Being environmentally sensitive, I have tried the litters that are biodegradable and can be flushed down the toilet, but I have to say, they really don’t control odor like the popular crystal litters. The problem with the crystal litter is that it doesn’t clump, so you don’t actually remove the liquid waste when you scoop. But, the scoopable litter doesn’t control the odor like the crystals either, sooo, I like the combo litters the best. They have some crystals for odor control in the scoopable substrate. This is what I use and my husband and my cats both seem to like this solution.
<<Do you have any advice for bringing home a shelter cat? Are there any questions we should ask when getting it?>>
Always ask about where it came from and why it was abandoned. Find out if he or she likes kids and other pets. After that, it is all about how well you bond with the cat you are visiting. The best way to find out a cat’s real personality is to go into his or her environment at the shelter. My sister walked into a large cat room with her kids and her stroller. There were at least a dozen cats in there, but the cat that climbed into the stroller and curled up is the one she took home. You will find your own bonding behaviors, but don’t hesitate to visit lots of shelter and lots of cats. It is easy to fall in love with the first one you meet, but it doesn’t hurt to check out more before you decide.
<<I know there isn’t much in terms of training a cat, but what’s involved with adjusting a cat to a new home?>>
The most important thing here is to make sure that the cat is kept strictly indoors for 2 weeks.
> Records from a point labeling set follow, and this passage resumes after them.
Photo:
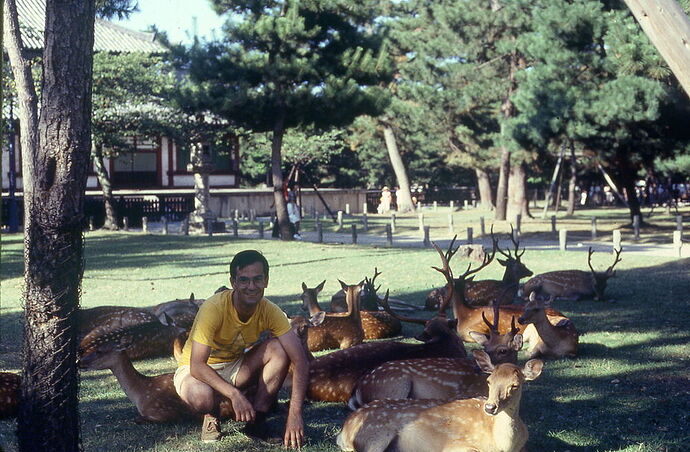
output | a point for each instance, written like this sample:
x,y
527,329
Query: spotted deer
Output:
x,y
332,377
340,330
437,378
477,424
376,324
10,388
573,284
554,341
476,319
155,397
Cats will try to find their way back home, even if it is hundreds of miles. After 2 weeks in a comfy place with food and a litter box, your new cat will assume this is home. If you have no other pets, your cat should adjust to his new environment quickly. Set boundaries for counters and scratching areas right away. Move a cat that is scratching on your couch to his scratching post and use catnip to attract him to areas you want him to hang out. Remove cats from counters immediately if you don’t want them up there and don’t let them have access to these areas when you aren’t home.
<<Also, what’s the long term cost for owning a cat (feeding and medicine and such)?>>
Food costs will range from $.50 to $1.89 per day. Clumping litter costs about $15 per month per cat. An adult cat should come to you fully vaccinated and spayed or neutered, so you shouldn’t have those costs up front, but plan on spending $200 per year on flea and heartworm prevention. (All cats should be on flea and heartworm prevention year around in most states). Annual checkups and vaccinations will range from $100 to $300 per year depending on what vaccinations and tests are appropriate based on your cat’s age and lifestyle.
<<How about the decision to get one or two cats? >>
If you are going to get an adult cat I’d get just one at first unless you find a pair that have been living together. You can always add a second cat to your household later, but it is enough for a cat to adjust to a new home without having to adjust to another cat at the same time.